A record 35% of U.K. companies issued profit warnings last year, according to a report by the consulting firm EY. There was also a surge in the number of companies issuing three or more profit warnings in a 12-month period, a warning sign for insolvency.
“Many U.K. businesses have been treading on thin ice for months, with government support propping them up,” said Alan Hudson, restructuring leader for U.K. & Ireland at EY. “While there is speculation these measures could be extended until the summer, the countdown has started, and in weeks or months we’ll find out how many companies can keep their head above water.”
The U.K. is back under severe lockdown restrictions following a spike in coronavirus cases in December. The government has so far committed almost 300 billion pounds ($411 billion) in emergency support for the economy but now faces pressure to extend the furlough scheme after figures showing unemployment rising to the highest since 2016.

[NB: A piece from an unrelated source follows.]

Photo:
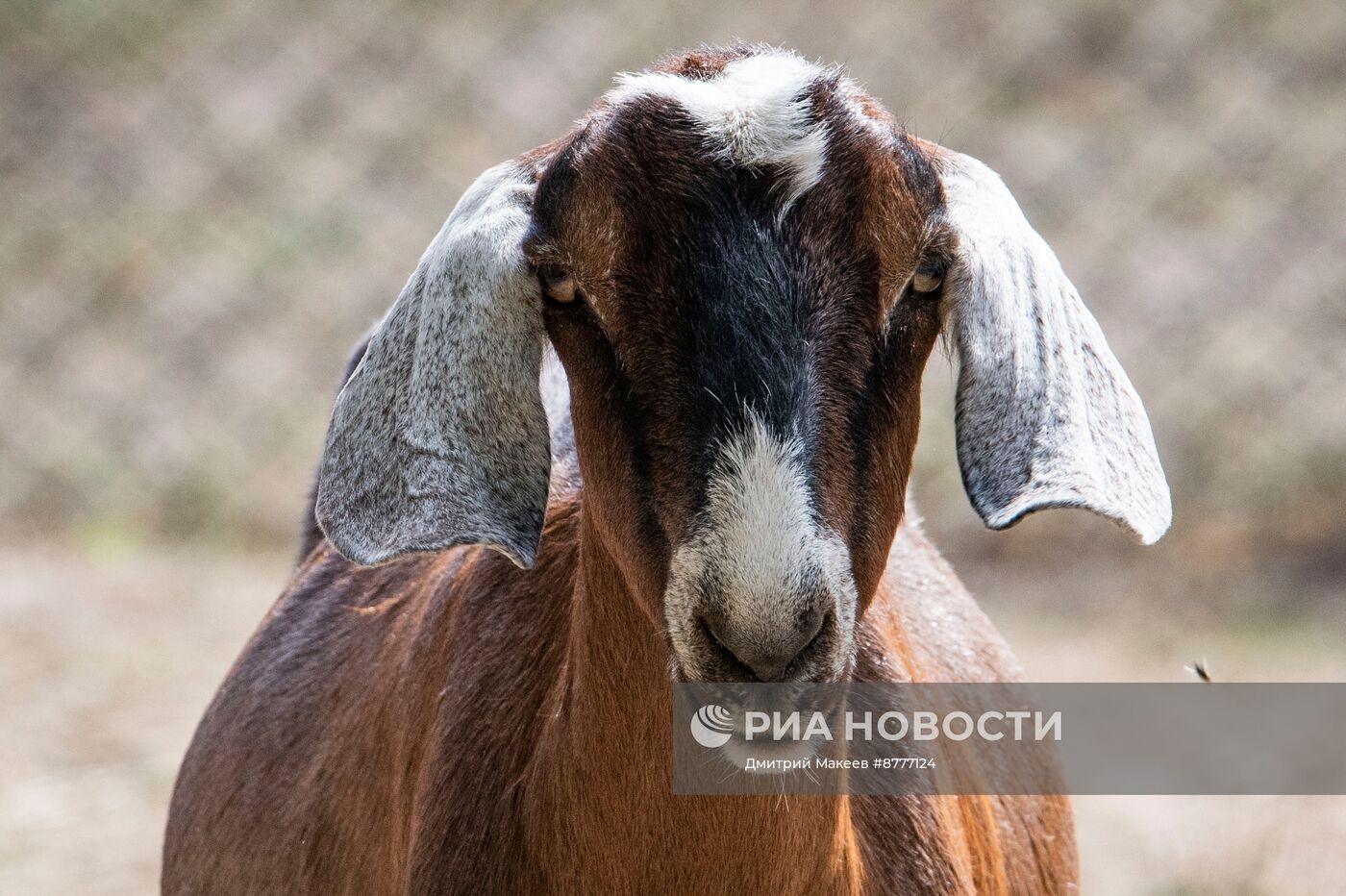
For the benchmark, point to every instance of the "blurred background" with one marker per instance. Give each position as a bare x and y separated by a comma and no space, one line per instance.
204,205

Sixty-two U.K. companies issued at least their third profit warning, double the total in 2019, according to the report. A total of 583 profit warnings were announced by U.K.-listed companies in 2020, the highest number in 21 years of EY research and 15% higher than the previous record set in 2001.
Retail has been one of the hardest-hit sectors, as visits to shops plunge with office workers staying home and the government advising consumers to avoid non-essential trips. Companies with a good online presence and the ability to adapt quickly have performed better, EY said, for example by shifting away from formal wear to athleisure.